APR 08, 2019 9:29 AM PDT

Cutting-edge Microscopy Captures Amazing Images of Fly Neurons

WRITTEN BY: Carmen Leitch

Researchers have taken powerful microscopy techniques and combined them to create a cutting edge tool for generating three-dimensional videos of individual nerve cells as they function in live fruit fly larvae that are moving at natural speeds. The team of neuroscientists and engineers have used their tool, called SCAPE, to observe proprioceptive neurons, which sense the body’s location in space, as the fly larvae are in motion. The work has been reported in Current Biology, and illustrated the function of neurons in unprecedented detail, showing how they report movement to the brain. 

“We know that the brain receives sensory signals through electrical pulses passed along neurons, but we didn't understand why some kinds of neurons are located in specific positions, or how particular signaling patterns represented different movements,” explained co-senior study author and principal investigator Wesley Grueber, Ph.D. of Columbia University’s Mortimer B. Zuckerman Mind Brain Behavior Institute. "To understand this process, we needed to know what signals the neurons are sending while the larva crawled around unconstrained."

“Although we could make larvae whose neurons were labeled with fluorescence flash as they fired, we had great difficulty imaging them,” noted the first author of the report Rebecca Vaadia, a Grueber lab graduate candidate. "Even our fastest microscopes required the specimen to be constrained to move unnaturally slowly, so we could never truly capture neural activity that reflected the animal's natural, unencumbered movements until we began using SCAPE."

"We developed SCAPE to image things in 3D really, really fast," said co-senior study author and principal investigator Elizabeth Hillman, Ph.D., also of the Zuckerman Institute. "Working together, we quickly found that we could record nerve cells flashing inside fruit fly larvae as they crawled.
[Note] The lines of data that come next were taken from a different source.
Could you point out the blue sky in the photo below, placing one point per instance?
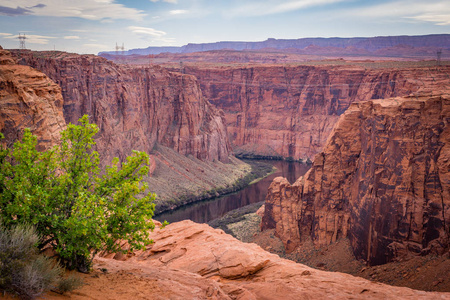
(90, 26)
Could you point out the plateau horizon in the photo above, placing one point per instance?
(94, 26)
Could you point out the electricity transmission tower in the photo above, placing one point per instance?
(22, 39)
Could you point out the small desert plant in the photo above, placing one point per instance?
(22, 270)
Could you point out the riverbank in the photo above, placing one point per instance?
(429, 273)
(225, 179)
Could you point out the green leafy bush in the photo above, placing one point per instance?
(76, 208)
(25, 273)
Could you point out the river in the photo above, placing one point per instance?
(205, 211)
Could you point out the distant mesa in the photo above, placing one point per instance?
(362, 43)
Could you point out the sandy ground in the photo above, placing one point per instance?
(430, 273)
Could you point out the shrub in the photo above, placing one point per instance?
(76, 207)
(22, 271)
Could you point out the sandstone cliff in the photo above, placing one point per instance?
(29, 99)
(289, 111)
(382, 180)
(195, 261)
(152, 110)
(135, 108)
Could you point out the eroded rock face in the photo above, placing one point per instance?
(382, 180)
(236, 270)
(289, 111)
(29, 99)
(135, 108)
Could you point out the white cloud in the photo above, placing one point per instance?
(97, 47)
(269, 7)
(438, 19)
(178, 12)
(33, 38)
(85, 9)
(146, 31)
(168, 1)
(432, 11)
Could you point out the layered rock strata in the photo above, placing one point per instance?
(135, 108)
(289, 111)
(152, 110)
(29, 99)
(382, 180)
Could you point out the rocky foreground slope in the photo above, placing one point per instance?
(195, 261)
(147, 109)
(290, 110)
(382, 180)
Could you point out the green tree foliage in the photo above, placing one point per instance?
(25, 273)
(76, 208)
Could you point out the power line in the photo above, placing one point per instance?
(22, 39)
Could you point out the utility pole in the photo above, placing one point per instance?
(22, 39)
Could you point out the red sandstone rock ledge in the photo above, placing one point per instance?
(195, 261)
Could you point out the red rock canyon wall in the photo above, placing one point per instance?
(382, 180)
(135, 108)
(289, 111)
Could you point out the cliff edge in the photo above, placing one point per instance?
(382, 180)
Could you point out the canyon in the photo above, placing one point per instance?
(29, 100)
(194, 261)
(382, 181)
(152, 110)
(288, 111)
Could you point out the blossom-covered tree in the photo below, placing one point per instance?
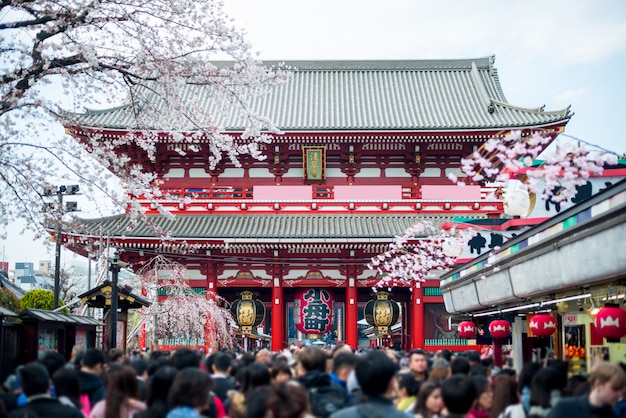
(503, 157)
(58, 57)
(183, 312)
(512, 155)
(422, 248)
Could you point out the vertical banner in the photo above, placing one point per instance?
(314, 161)
(313, 311)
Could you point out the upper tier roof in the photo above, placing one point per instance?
(420, 95)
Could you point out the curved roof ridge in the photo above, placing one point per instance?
(537, 110)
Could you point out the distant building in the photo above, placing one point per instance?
(7, 284)
(45, 267)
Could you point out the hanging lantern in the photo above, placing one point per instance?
(248, 312)
(467, 329)
(500, 328)
(313, 311)
(516, 199)
(381, 313)
(542, 325)
(611, 322)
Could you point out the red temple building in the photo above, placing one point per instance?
(364, 154)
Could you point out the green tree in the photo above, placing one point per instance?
(9, 300)
(40, 299)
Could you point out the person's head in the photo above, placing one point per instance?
(121, 387)
(562, 367)
(418, 362)
(575, 384)
(159, 384)
(607, 381)
(544, 382)
(473, 357)
(375, 373)
(52, 361)
(393, 355)
(458, 393)
(34, 379)
(527, 373)
(66, 384)
(288, 400)
(115, 355)
(256, 401)
(93, 361)
(185, 357)
(484, 394)
(429, 401)
(280, 372)
(191, 388)
(141, 368)
(479, 370)
(460, 365)
(343, 363)
(311, 358)
(504, 394)
(221, 363)
(263, 356)
(407, 385)
(255, 375)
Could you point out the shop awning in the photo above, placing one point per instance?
(579, 250)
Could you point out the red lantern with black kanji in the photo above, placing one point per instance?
(610, 322)
(313, 311)
(381, 313)
(542, 325)
(467, 329)
(500, 328)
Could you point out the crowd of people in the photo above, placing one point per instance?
(306, 382)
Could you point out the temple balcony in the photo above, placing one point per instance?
(328, 199)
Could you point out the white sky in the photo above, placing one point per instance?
(555, 53)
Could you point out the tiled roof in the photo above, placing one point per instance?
(422, 95)
(260, 227)
(50, 316)
(6, 283)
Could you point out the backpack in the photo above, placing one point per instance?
(327, 399)
(86, 404)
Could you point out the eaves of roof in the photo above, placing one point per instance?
(419, 95)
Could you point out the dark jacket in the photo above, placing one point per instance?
(374, 407)
(91, 385)
(580, 407)
(221, 386)
(325, 396)
(44, 408)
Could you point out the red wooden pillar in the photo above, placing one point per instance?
(352, 314)
(211, 293)
(417, 316)
(278, 309)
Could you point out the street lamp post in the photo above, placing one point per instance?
(115, 269)
(71, 206)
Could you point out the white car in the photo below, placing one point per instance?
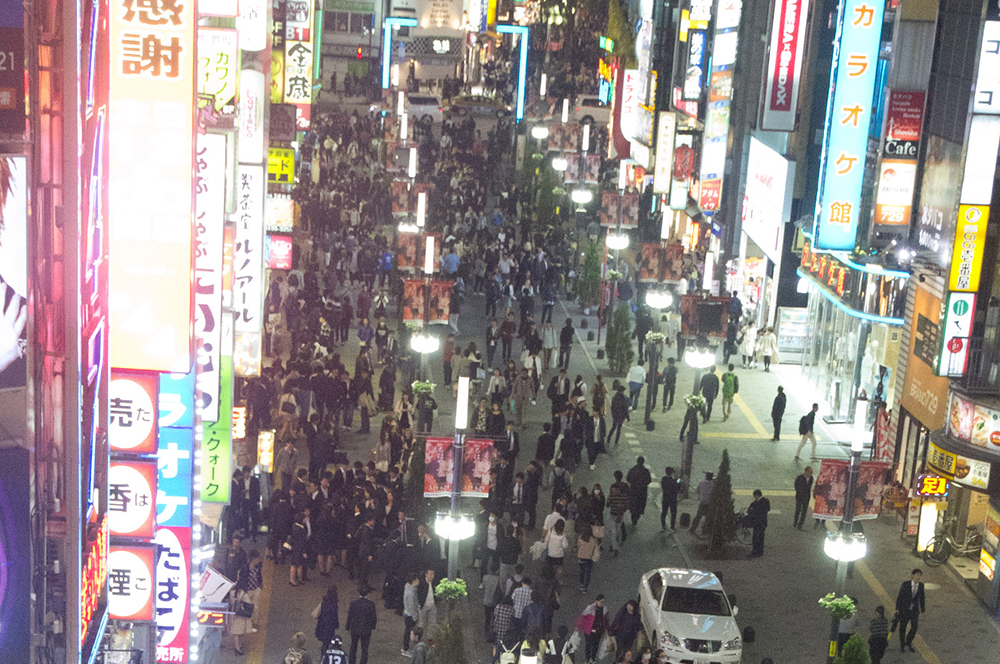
(687, 613)
(425, 108)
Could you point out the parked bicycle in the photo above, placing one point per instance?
(944, 544)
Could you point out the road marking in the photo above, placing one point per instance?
(255, 654)
(758, 427)
(873, 583)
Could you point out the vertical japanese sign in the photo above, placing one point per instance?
(784, 66)
(152, 98)
(720, 93)
(130, 582)
(898, 173)
(848, 117)
(12, 67)
(216, 444)
(248, 268)
(218, 65)
(210, 204)
(298, 52)
(173, 584)
(132, 412)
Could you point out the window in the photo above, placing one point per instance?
(694, 600)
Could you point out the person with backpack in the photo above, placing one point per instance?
(806, 425)
(297, 653)
(730, 388)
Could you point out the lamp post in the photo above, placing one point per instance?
(846, 546)
(698, 356)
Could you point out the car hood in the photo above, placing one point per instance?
(696, 626)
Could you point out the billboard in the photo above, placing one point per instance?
(848, 118)
(13, 268)
(151, 194)
(784, 65)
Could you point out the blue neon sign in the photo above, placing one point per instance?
(848, 114)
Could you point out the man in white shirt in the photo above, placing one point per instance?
(636, 379)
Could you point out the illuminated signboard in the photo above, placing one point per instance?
(846, 141)
(94, 578)
(132, 498)
(970, 239)
(955, 332)
(174, 468)
(132, 412)
(218, 65)
(210, 209)
(151, 165)
(279, 254)
(784, 67)
(281, 166)
(130, 582)
(173, 587)
(216, 443)
(932, 485)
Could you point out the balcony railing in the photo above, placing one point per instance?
(982, 366)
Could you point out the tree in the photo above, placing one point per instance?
(855, 651)
(619, 341)
(720, 521)
(588, 285)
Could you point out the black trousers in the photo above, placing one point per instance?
(363, 638)
(670, 507)
(913, 618)
(801, 510)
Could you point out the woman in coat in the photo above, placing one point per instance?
(327, 618)
(593, 623)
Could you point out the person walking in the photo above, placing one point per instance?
(704, 495)
(639, 480)
(806, 425)
(910, 604)
(619, 413)
(730, 388)
(669, 381)
(327, 618)
(878, 638)
(709, 390)
(636, 379)
(757, 516)
(803, 489)
(670, 487)
(777, 412)
(593, 623)
(361, 622)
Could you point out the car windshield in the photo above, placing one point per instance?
(695, 600)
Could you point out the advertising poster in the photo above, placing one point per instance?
(440, 302)
(476, 464)
(407, 247)
(13, 271)
(439, 467)
(831, 487)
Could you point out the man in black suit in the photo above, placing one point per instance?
(909, 606)
(361, 621)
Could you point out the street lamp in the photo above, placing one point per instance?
(847, 546)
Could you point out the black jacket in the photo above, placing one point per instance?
(907, 602)
(361, 616)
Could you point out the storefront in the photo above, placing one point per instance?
(853, 330)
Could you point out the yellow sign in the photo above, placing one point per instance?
(218, 65)
(967, 257)
(281, 165)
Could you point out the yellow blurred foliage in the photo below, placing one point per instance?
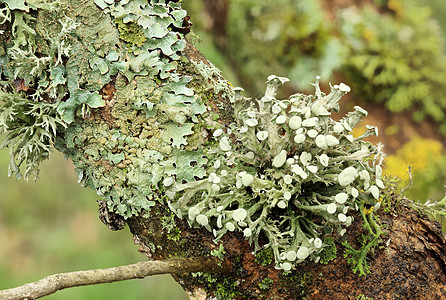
(417, 153)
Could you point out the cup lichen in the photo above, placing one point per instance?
(283, 173)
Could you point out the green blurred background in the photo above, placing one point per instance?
(52, 226)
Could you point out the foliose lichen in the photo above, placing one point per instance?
(283, 173)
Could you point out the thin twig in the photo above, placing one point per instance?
(56, 282)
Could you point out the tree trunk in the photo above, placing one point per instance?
(114, 149)
(410, 263)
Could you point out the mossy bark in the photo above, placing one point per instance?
(113, 148)
(410, 263)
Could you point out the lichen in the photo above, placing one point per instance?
(133, 126)
(308, 167)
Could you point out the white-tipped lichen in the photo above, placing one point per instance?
(293, 174)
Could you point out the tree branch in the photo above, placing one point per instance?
(56, 282)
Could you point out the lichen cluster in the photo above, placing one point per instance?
(106, 83)
(285, 174)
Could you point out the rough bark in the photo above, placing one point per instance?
(410, 263)
(57, 282)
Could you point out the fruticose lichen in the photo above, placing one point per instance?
(285, 171)
(105, 82)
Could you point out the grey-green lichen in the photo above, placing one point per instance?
(120, 107)
(287, 171)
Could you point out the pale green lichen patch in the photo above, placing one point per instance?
(296, 192)
(138, 132)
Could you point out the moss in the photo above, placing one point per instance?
(266, 283)
(223, 288)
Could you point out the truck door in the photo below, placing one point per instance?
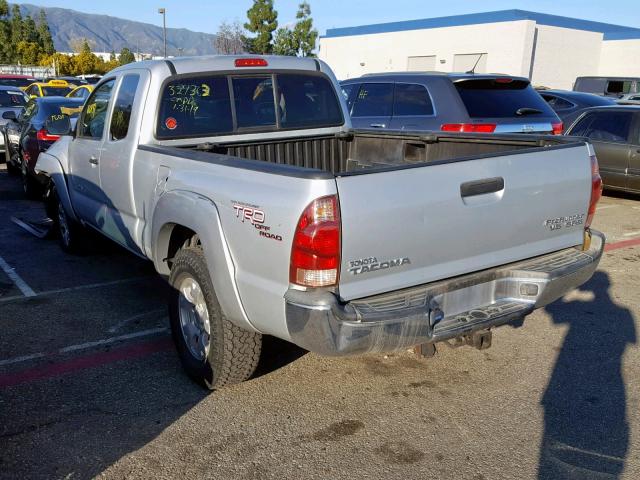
(84, 154)
(117, 217)
(372, 106)
(633, 178)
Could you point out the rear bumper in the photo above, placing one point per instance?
(438, 311)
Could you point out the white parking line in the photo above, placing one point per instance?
(107, 341)
(72, 289)
(122, 323)
(85, 346)
(26, 290)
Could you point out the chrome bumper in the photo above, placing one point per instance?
(438, 311)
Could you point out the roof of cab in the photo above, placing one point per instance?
(206, 63)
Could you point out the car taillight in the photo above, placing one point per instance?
(251, 62)
(468, 127)
(557, 128)
(46, 136)
(315, 254)
(596, 190)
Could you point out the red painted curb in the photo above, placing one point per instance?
(82, 363)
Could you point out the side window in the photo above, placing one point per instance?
(619, 86)
(94, 114)
(29, 111)
(123, 106)
(557, 103)
(411, 100)
(348, 92)
(373, 100)
(605, 126)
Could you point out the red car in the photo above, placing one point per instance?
(20, 81)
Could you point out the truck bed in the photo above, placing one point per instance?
(364, 150)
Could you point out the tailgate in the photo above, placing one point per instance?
(416, 225)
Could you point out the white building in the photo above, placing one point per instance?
(549, 49)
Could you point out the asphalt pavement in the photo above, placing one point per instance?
(91, 386)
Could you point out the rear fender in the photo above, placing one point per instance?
(199, 214)
(50, 166)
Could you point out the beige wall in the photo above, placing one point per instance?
(562, 54)
(620, 58)
(508, 45)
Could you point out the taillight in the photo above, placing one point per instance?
(251, 62)
(596, 190)
(469, 127)
(315, 254)
(46, 136)
(557, 128)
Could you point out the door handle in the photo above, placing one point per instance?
(480, 187)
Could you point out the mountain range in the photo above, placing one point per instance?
(106, 33)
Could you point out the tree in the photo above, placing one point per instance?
(5, 33)
(284, 42)
(44, 34)
(126, 56)
(300, 41)
(304, 34)
(85, 62)
(263, 21)
(229, 39)
(30, 30)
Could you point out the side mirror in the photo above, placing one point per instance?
(58, 124)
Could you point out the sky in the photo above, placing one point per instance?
(206, 16)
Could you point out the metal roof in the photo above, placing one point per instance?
(609, 31)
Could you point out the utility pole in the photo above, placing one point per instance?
(163, 12)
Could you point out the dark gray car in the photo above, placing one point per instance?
(454, 102)
(568, 105)
(615, 135)
(12, 99)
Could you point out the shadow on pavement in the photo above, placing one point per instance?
(586, 433)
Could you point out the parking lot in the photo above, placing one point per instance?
(90, 384)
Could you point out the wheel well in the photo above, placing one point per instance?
(180, 237)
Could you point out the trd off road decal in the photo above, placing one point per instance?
(256, 217)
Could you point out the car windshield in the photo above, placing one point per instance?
(56, 91)
(17, 82)
(502, 98)
(202, 105)
(12, 98)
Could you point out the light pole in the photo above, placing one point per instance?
(163, 12)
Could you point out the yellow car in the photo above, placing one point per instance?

Our high speeds allowed us to both measure the complex, 3D motions of the body and the neurons' activity during those movements. And we could do so in real time."

Because of the massive amount of data that was generated, the team wrote algorithms to track proprioceptive neurons as they activated while the body extended and compressed.

“We saw that the position of each cell made it sensitive to specific changes to the body's overall shape, and when we lined up all of the neurons' signals, we saw that they generated a detailed sequence of signals that reflected each body part's movement,” said co-first author Wenze Li, Ph.D. "It was like a beautiful machine."

“Our experiments consistently showed that each of the proprioceptor neurons reacted differently as the larvae crawled along, an observation that could not have been made if the larvae had been constrained,” said Grueber. “We saw, in real time, how some neurons fired when the animal's body stretched, while others fired when it compressed.”

The work showed that each proprioceptive neuron has its own role, sensing certain aspects of movement. This was true not only of crawling but also of more complex movement.

"We've made a lot of progress in deciphering the code of these cells," said Vaadia.

SCAPE (swept confocally aligned planar excitation), first described by Hillman’s team in 2015, scans live animals with a sheet of laser light to create 3D images. It can project and detect the sheet at the same time with one lens, generating 3D images up to 500 times quicker than other methods. It’s especially useful for small, transparent organisms, like fruit flies or zebrafish, because individual cells can be seen in a whole, live organism. Light sheet microscopy is outlined in the following video.

“Flies, worms, and fish have much simpler brains than humans, but this gives us a chance to learn how a complete nervous system actually works, cell by cell,” said Hillman. “We have good reason to believe that if we can understand these simple systems better, the lessons learned will scale up to more complex systems, including mammals.”

“We've demonstrated that SCAPE can track and map the proprioceptive neurons in a crawling fruit fly larva, and it is just the first of many studies that can now explore the fly and nervous systems of other animals,” added Li. “We can now literally label any type of cell and find out what it is doing when the animal is moving, eating or even forming a memory; the possibilities are endless.”